Reputation: 518
I'm trying to figure out how to extract the names in the character string:
str <- "Bob 1/4 F4 Mary Lou 5/1 Thomas Tank 66/19"
to a vector: "Bob", "Mary Lou", "Thomas Tank"
I have the following which returns "Bob". Can anyone tell me how to match the following globally?
cVec <- ""
findMatch <- regexpr("[^0-9]+", str)
cVec <- append(cVec, regmatches(str,findMatch))
cVec
Ideally I'd like a list with both the name and fraction elements eg "Bob", "1/4" "Mary Lou", "5/1" "Thomas Tank", "66/19" But I suspect that F4 is going to be difficult (it's not needed). I'd settle for the names!
Cheers.
Upvotes: 1
Views: 114
Reputation: 81683
You can extract the names and fractions with the following command:
regmatches(str, gregexpr("[[:alpha:]]+( [[:alpha:]]+)?\\b|\\d+/\\d+", str))
# [[1]]
# [1] "Bob" "1/4" "Mary Lou" "5/1" "Thomas Tank"
# [6] "66/19"
Upvotes: 4
Reputation: 167871
I'm not familiar with R's regex syntax, but the following Java regex matches the whole expression (\s
means whitespace; \d
means a digit, [0-9]
; ()
is a group; R seems to agree):
"([A-Za-z]+\\s)+(\\d+/\\d+(\\s[A-Z][\\d+])?)"
In Java there's a find
method that lets you walk through pattern matches. In R, I think it's gregexpr
, except this gives you a list of indices, not the strings themselves.
Upvotes: 0
Reputation: 11132
I don't know R, so I can't provide you with implementation. However, I think a solution could be made with this regex:
(?<=^| )[a-zA-Z]+(?: [a-zA-Z]+)?(?= |$)|[0-9]+/[0-9]+
It will match Bob
, 1/4
, Mary Lou
, 5/1
, Thomas Tank
, and 66/19
, but not F4
.
Online explanation and demonstration here: http://regex101.com/r/vB8rU5
Upvotes: 2
Reputation: 89547
you can do it like this:
str <- "Bob 1/4 F4 Mary Lou 5/1 Thomas Tank 66/19"

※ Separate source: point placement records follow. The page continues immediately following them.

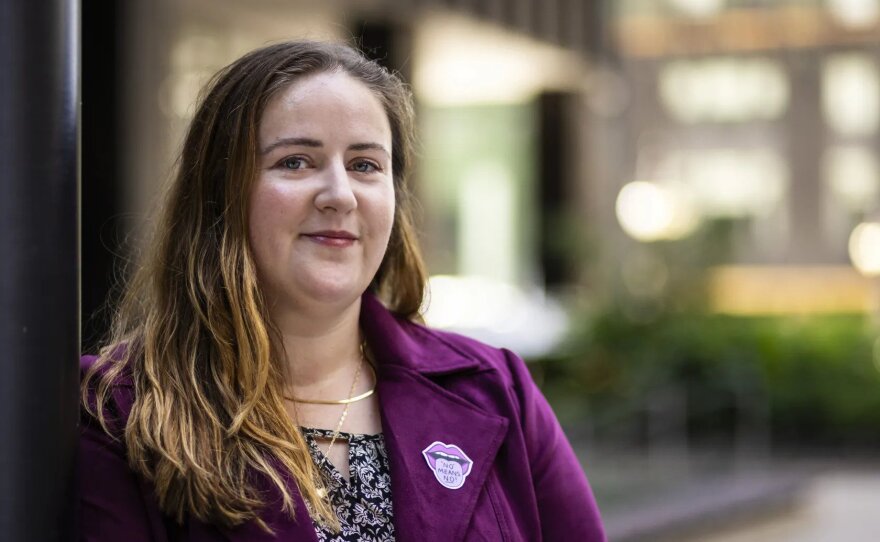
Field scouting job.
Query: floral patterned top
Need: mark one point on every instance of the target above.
(363, 503)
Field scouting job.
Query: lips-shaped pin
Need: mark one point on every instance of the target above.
(449, 464)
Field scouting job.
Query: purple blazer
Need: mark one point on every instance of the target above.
(504, 470)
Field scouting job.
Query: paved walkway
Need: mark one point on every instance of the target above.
(841, 505)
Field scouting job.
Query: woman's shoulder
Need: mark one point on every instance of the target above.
(473, 353)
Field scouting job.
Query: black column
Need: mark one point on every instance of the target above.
(39, 313)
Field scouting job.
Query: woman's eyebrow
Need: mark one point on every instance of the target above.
(290, 141)
(367, 147)
(309, 142)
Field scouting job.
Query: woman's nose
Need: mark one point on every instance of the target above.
(336, 191)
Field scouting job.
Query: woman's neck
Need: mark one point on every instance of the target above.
(323, 351)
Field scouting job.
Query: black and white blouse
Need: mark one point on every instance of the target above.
(363, 503)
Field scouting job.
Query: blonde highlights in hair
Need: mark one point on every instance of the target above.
(192, 329)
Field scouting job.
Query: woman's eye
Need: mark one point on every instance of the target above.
(293, 163)
(365, 167)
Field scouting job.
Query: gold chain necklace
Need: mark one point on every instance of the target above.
(357, 375)
(348, 401)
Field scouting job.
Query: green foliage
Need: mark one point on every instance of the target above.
(805, 379)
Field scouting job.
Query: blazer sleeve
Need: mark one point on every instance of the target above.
(566, 505)
(114, 503)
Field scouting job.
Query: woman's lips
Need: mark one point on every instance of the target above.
(339, 239)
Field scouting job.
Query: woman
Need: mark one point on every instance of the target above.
(266, 377)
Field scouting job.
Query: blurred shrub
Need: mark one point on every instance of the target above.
(797, 380)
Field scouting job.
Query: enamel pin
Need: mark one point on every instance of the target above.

m<-gregexpr("(?i)\\b[a-z]+(?: [a-z]+)*\\b", str)
regmatches(str, m)
Upvotes: 0
Reputation: 20045
At the end of the day this is way to fuzzy to give a solid/general solution. But this would do the trick and you would just have to trim the names:
> strsplit(str, "[0-9][ 0-9F/]+[0-9]")[[1]]
[1] "Bob " " Mary Lou " " Thomas Tank "
The regular expression defines what the split looks like.
Upvotes: 0